Erbil – Civilians living under siege in the remaining ISIS-held neighborhoods of Iraq’s Mosul are under extreme danger, warned the United Nations children’s agency on Monday.

About 100,000 children are trapped in extremely dangerous conditions, warned the UN Children Fund as fierce battles between Iraqi forces and ISIS militants raged on in an attempt to liberate the eastern city.

Children were being used as human shields by the insurgents or were caught in the crossfire of the battle, UNICEF said in a statement.

Some had been forced to take part in the fighting. Hospitals and clinics had come under attack, it said.

“We are receiving alarming reports of civilians including several children being killed in west Mosul,” UNICEF said. “Some were reportedly killed as they desperately tried to flee the fighting which is intensifying by the hour,”

A Reuters TV crew on Saturday saw the bodies of dozens of civilians, including children, lying in a frontline street, apparently killed while fleeing the enclave.

Iraqi government forces retook eastern Mosul in January and began a new push on May 27 to capture the remaining ISIS-held enclave in the city’s western side.

The Mosul offensive started in October with air and ground support from a US-led international coalition.
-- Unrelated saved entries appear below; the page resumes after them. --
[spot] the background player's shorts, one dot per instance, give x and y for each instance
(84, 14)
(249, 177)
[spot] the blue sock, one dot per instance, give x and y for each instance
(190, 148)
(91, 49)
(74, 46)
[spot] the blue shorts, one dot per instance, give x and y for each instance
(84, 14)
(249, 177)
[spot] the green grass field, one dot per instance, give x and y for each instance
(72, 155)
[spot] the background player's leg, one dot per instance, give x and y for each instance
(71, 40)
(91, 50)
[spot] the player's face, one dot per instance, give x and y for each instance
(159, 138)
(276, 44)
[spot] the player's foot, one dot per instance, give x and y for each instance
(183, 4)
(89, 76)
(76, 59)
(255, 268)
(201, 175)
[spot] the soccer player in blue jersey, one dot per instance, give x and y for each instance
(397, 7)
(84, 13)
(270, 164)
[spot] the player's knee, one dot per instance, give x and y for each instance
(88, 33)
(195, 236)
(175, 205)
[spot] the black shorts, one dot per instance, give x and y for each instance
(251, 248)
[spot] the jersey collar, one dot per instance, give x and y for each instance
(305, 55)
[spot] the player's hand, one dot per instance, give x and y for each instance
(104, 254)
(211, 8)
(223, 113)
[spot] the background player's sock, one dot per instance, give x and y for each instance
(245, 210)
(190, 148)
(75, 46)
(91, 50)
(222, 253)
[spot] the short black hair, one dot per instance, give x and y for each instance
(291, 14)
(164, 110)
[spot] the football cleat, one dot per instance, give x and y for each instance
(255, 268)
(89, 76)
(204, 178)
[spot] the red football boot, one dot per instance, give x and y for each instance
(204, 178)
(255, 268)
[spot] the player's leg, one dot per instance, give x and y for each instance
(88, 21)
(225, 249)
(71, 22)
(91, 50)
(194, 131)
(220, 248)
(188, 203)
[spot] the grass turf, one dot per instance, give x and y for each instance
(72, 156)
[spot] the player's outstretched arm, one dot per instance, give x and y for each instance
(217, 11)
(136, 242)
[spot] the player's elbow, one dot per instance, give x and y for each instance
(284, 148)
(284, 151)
It has taken much longer than expected as the militants are dug in the middle of civilians.

About 700,000 people, about a third of the pre-war population of Mosul, have already fled, seeking refuge either with friends and relatives or in camps.

“Attacks on civilians and civilian infrastructure including hospitals, clinics, schools, homes and water systems should stop immediately,” UNICEF said.

Human rights committee official in Nineveh Ghazwan Hamed said that upon their arrival in refugee camps, children are enrolled in psychological programs that are run by the government and international organizations.

“The country is passing through extraordinary circumstances. Given the situation, the government cannot offer everything, especially since the area the children are now living in are military zones,” he explained.